The temple follows the traditions of the Vadakalai sect of Vaishnavite tradition and follows the Vaikanasa Agama. The temple priests perform the puja (rituals) during festivals and on a daily basis. As at other Vishnu temples of Tamil Nadu, the priests belong to the Vaishnavaite community, of the Brahmin varna. The temple rituals are performed six times a day: Ushathkalam at 7 a.m., Kalasanthi at 8:00 a.m., Uchikalam at 12:00 p.m., Sayarakshai at 6:00 p.m., Irandamkalam at 7:00 p.m. and Ardha Jamam at 10:00 p.m. Each ritual has three steps: alangaram (decoration), neivethanam (food offering) and deepa aradanai (waving of lamps) for both Deepaprakasar and Maragathavalli. During the last step of worship, nagaswaram (pipe instrument) and tavil (percussion instrument) are played, religious instructions in the Vedas (sacred text) are recited by priests, and worshippers prostrate themselves in front of the temple mast. There are weekly, monthly and fortnightly rituals performed in the temple.

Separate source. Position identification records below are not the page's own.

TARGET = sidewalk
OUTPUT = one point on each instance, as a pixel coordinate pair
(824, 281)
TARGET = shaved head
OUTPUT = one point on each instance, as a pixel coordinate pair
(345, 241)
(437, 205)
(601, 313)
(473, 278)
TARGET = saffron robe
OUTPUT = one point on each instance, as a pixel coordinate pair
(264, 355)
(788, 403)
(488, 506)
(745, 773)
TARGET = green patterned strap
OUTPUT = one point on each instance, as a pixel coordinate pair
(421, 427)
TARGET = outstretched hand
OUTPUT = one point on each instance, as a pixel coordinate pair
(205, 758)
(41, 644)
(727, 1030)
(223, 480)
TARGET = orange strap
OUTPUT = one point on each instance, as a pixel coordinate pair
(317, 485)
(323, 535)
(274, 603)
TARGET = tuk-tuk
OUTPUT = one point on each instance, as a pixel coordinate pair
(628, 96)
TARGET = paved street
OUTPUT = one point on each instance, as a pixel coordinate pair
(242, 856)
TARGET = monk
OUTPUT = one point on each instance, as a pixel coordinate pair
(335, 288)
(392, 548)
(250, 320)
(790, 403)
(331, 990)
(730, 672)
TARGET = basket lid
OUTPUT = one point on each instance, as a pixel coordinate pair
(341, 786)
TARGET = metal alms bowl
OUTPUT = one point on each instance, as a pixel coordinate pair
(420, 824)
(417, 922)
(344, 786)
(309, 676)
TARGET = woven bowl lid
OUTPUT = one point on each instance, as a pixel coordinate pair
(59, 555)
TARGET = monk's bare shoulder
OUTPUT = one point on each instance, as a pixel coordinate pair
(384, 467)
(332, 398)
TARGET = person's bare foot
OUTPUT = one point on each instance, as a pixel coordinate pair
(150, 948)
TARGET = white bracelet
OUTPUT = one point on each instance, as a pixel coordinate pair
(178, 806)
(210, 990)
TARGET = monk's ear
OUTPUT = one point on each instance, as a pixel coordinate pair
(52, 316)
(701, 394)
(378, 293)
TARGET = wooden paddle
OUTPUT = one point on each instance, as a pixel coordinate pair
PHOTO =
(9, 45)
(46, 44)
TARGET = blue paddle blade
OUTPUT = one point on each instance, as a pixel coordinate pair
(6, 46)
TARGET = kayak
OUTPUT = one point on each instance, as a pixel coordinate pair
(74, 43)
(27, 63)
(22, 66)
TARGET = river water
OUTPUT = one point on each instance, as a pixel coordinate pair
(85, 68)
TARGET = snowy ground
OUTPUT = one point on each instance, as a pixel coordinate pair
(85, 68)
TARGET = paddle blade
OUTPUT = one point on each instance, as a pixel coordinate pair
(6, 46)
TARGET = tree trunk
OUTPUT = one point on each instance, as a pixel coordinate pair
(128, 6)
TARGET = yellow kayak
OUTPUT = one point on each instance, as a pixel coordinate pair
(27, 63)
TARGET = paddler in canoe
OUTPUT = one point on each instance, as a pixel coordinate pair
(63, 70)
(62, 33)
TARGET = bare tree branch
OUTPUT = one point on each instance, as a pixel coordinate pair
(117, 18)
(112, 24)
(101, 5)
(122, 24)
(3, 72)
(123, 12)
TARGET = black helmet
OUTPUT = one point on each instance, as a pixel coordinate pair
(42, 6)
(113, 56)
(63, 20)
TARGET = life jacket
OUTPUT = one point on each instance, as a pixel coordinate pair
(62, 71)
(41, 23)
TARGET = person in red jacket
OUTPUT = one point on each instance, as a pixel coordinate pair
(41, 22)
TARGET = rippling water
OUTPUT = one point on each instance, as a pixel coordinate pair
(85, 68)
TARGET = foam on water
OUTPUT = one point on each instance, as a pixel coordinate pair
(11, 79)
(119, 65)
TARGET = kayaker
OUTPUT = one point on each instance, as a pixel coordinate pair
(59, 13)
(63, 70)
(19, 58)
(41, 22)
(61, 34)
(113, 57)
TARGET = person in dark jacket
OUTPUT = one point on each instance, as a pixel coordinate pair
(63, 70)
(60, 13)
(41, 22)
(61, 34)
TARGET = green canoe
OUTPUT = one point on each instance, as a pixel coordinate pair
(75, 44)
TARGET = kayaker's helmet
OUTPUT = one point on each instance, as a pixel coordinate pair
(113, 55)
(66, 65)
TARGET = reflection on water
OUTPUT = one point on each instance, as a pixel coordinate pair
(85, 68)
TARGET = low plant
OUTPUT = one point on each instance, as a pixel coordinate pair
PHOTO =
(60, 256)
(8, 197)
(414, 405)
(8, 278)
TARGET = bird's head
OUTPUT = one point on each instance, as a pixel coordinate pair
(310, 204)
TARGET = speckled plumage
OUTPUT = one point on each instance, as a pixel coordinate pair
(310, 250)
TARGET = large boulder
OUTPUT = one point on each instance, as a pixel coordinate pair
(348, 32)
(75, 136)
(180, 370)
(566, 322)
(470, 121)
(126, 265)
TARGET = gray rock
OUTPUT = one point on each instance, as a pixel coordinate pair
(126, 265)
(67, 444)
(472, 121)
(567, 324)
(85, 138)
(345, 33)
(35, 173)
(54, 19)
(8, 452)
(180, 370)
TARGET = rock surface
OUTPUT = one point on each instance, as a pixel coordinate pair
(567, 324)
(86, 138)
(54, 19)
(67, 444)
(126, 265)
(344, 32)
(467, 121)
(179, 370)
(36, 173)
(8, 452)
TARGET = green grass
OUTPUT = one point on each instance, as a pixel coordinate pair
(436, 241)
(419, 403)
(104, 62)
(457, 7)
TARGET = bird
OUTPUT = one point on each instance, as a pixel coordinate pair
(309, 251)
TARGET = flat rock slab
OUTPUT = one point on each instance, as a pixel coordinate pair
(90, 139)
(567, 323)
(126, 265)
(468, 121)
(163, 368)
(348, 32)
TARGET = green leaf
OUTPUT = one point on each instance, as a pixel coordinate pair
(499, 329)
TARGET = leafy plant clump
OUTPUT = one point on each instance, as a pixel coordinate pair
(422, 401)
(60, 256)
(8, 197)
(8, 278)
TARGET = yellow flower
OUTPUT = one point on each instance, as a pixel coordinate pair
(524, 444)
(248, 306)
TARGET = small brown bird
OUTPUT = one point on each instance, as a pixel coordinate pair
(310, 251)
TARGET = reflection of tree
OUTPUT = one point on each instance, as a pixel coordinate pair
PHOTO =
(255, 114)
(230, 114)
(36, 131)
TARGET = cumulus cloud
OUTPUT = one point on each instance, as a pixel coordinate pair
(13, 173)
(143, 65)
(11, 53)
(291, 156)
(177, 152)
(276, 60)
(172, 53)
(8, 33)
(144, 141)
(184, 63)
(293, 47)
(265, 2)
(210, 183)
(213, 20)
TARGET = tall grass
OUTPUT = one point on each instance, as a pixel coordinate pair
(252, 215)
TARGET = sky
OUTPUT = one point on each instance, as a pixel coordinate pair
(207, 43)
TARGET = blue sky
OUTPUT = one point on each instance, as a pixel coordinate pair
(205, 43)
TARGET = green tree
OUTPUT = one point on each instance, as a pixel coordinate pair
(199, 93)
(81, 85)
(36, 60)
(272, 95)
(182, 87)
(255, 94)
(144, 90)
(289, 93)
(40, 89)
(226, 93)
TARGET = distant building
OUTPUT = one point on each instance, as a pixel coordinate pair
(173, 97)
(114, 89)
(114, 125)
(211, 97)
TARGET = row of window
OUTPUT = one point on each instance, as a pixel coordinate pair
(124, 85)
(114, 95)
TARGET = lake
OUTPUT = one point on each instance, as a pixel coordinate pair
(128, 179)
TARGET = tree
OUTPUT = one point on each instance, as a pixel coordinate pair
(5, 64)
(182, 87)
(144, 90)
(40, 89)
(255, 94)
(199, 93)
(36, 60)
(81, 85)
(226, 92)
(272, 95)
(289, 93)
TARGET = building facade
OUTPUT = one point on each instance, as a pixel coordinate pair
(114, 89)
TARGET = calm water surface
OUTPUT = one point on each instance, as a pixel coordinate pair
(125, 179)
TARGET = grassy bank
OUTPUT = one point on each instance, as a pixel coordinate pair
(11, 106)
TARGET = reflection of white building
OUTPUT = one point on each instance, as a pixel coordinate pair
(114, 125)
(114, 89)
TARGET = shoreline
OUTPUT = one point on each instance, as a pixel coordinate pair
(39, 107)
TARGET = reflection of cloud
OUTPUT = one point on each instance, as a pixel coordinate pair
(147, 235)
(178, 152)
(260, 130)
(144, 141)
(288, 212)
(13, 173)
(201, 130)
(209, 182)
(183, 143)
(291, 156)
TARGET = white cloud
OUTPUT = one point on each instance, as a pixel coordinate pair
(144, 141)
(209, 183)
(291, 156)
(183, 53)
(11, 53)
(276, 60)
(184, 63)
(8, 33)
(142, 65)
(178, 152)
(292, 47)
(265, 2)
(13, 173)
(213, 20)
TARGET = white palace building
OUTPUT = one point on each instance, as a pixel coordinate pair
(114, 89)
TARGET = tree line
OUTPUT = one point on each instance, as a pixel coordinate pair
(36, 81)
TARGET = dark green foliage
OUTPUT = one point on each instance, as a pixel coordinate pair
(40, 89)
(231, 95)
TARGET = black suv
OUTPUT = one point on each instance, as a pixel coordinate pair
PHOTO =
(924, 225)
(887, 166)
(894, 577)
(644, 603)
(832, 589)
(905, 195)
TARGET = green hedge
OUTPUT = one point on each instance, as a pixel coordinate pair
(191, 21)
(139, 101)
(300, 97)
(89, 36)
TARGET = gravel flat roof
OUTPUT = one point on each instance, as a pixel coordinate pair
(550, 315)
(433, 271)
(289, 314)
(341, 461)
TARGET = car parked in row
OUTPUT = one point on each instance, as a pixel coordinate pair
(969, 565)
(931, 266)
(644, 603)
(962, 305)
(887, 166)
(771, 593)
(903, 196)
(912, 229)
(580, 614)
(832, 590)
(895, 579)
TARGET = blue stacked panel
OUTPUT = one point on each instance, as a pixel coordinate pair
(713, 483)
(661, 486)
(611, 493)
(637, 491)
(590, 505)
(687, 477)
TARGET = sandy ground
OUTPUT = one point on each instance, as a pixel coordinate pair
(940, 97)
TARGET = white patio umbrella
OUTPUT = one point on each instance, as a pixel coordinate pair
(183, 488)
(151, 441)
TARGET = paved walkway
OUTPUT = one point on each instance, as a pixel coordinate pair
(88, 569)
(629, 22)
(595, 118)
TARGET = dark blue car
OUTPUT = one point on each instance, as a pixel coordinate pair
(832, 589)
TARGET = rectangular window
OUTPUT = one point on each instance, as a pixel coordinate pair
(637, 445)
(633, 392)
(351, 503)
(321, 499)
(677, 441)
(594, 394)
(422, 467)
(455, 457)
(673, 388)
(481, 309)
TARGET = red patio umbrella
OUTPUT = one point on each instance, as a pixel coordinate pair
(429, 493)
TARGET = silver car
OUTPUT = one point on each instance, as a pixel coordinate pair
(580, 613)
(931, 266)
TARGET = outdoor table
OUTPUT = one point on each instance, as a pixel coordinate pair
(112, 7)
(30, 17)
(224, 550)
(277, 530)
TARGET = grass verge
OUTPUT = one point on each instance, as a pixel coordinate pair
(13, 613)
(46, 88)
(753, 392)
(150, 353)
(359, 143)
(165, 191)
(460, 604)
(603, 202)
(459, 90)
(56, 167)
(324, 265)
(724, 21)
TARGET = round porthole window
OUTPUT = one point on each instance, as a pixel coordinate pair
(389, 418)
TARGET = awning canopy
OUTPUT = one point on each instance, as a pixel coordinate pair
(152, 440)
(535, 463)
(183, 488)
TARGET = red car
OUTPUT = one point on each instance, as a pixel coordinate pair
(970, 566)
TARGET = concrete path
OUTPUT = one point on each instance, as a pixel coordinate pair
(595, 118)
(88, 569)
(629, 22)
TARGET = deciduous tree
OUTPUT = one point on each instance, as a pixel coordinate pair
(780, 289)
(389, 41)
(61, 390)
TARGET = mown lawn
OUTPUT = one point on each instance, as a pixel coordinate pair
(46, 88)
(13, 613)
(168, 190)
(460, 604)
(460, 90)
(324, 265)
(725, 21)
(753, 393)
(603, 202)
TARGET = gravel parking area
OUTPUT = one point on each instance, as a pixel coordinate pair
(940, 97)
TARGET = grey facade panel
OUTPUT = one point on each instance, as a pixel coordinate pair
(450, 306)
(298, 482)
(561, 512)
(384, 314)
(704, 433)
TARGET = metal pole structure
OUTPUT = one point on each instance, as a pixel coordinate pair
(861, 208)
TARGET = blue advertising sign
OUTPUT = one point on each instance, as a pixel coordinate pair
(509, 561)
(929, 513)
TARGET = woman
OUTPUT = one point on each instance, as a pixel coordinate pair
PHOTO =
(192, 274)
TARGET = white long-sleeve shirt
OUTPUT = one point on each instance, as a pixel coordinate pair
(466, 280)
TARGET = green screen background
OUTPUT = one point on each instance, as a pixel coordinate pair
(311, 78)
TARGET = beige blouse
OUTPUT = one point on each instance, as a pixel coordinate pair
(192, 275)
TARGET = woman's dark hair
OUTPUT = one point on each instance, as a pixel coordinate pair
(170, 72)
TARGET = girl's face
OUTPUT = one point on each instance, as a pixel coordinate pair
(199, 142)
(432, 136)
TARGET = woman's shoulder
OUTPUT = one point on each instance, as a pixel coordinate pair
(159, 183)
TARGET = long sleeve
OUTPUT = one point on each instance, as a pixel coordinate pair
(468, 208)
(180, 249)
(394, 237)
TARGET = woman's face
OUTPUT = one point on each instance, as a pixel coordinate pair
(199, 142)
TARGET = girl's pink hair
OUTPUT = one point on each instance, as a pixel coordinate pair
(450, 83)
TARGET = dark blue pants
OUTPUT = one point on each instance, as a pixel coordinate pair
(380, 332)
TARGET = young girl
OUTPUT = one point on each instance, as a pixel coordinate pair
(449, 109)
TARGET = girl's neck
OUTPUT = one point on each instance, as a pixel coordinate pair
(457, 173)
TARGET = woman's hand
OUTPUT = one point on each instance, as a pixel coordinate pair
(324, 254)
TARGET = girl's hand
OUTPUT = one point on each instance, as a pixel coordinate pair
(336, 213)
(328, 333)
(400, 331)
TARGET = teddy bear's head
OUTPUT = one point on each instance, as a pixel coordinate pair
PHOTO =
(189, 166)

The Brahmostavam festival during the Tamil month of Puratasi (September - October) is the major festival celebrated in Vedanta Desika shrine. During the festival, the festival image of Desikar is carried to the Varadaraja Perumal Temple. Special worship practises and rituals are followed during the occasion. During the Brahmostavam in Varadaraja Perumal Temple during the Tamil month of Vaikasi (May - June), the festival image of Varadaraja Perumal is brought to the shrine of Vedanta Desika on three different days.